Mario Draghi, the president of the European Central Bank, did his best to improve things in late July. At a speech in London he said the ECB would do “whatever it takes” to preserve the euro, “and believe me, it will be enough”. A week later he reiterated his position after the monthly meeting of the ECB governing council. The Bank and the EU bailout funds would, together, apply their theoretically unlimited spending power to support the price of Euroland sovereign bonds, thereby lowering borrowing costs for Spain and Italy.
Investors were quite impressed by the strategy and the euro strengthened in early August. In the space of little more than a week it rose by nearly three cents against the pound and by a cent and a half against the US dollar. But then it all went cold. In the following fortnight the euro made no further ground against the dollar and it fell back by two cents against the pound. In late August the euro was a cent and a half higher against the pound and two and a half cents higher against the dollar than its position a month earlier. Compared with its levels at the beginning of June the euro was unchanged against the dollar and two cents weaker against the pound.
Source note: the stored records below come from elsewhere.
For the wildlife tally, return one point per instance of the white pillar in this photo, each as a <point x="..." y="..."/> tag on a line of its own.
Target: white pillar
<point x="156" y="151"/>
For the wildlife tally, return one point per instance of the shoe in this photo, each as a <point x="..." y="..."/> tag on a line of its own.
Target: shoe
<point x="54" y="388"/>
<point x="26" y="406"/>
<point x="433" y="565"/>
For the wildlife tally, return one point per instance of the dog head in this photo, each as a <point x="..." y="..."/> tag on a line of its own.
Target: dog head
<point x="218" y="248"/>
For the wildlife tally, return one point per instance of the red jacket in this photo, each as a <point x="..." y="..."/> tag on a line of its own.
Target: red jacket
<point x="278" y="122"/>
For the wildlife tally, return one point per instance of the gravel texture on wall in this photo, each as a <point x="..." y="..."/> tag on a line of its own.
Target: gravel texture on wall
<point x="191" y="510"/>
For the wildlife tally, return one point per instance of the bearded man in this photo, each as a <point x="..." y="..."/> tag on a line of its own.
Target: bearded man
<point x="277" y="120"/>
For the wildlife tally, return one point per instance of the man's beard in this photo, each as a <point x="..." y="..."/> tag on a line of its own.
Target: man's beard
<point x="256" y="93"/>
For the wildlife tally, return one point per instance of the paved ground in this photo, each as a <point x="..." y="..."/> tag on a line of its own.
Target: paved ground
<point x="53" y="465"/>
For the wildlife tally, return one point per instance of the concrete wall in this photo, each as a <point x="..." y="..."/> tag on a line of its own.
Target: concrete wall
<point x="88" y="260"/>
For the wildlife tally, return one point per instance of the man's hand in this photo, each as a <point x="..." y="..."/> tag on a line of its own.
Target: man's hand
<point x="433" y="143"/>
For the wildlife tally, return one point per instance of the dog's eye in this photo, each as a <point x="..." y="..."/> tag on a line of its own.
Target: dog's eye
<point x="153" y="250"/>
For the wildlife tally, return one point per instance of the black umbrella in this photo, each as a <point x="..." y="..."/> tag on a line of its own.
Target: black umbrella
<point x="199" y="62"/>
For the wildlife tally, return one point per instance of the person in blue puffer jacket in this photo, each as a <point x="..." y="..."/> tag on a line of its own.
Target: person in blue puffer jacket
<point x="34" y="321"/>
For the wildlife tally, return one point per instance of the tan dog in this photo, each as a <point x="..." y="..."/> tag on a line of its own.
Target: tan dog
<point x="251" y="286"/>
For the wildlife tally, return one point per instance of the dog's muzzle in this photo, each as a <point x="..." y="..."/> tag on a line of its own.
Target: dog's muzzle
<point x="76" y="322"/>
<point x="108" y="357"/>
As they have during most of the last couple of years, investors are paying more attention to the political manoeuvrings in the euro area than they are to the minutiae of economic data. As long as the figures announced are within shouting distance of analysts’ forecasts they tend not to make waves. Only a handful of times have off-base ecostats sent currencies adrift.
On one occasion Germany and France reported better than expected figures for economic growth in the second quarter of the year. Investors became excited that Euroland as a whole might avoid a negative reading but it was not to be; euro area gross domestic product shrank by -0.2% in Q2.
At another time, Britain managed to deliver, on successive days, three sets of economic data that exceeded analysts’ forecasts. Inflation, unemployment and retail sales were all more positive than expected for the pound. Sterling went up on the news but was unable to hang onto its gains. Latest news also confirmed that the UK was far from recovering as UK disappointed with the release of data on public finances and factory orders. Unexpectedly public sector net borrowing went up by .6bn so the UK wants its people to spend more!! Not sure where the money is going to come from particularly when you consider UK banks are considering charging you for the “benefits” you get with your UK bank account.
So investors spend their time watching Brussels, Madrid, Frankfurt, Berlin and Athens for hints of what might – or might not – be coming next. In the immediate future they will be keen to find out whether Prime Minister Antonis Samaras can persuade Euroland’s movers and shakers to relax the repayment terms for Greece’s bailout borrowings.
The next scheduled big deal is the ECB governing council meeting in Frankfurt on 6 September. Having been wound up to expect overwhelming force from the ECB in support of Spanish and Italian government bonds, they will be looking for something serious. Experience suggests they will probably not get it, and that Sig Draghi will simply restate his master plan with a warning that national politicians must get on with their budget reforms and banking union. That same experience also suggests a meek response from investors, who have become accustomed to living on a diet of jam tomorrow.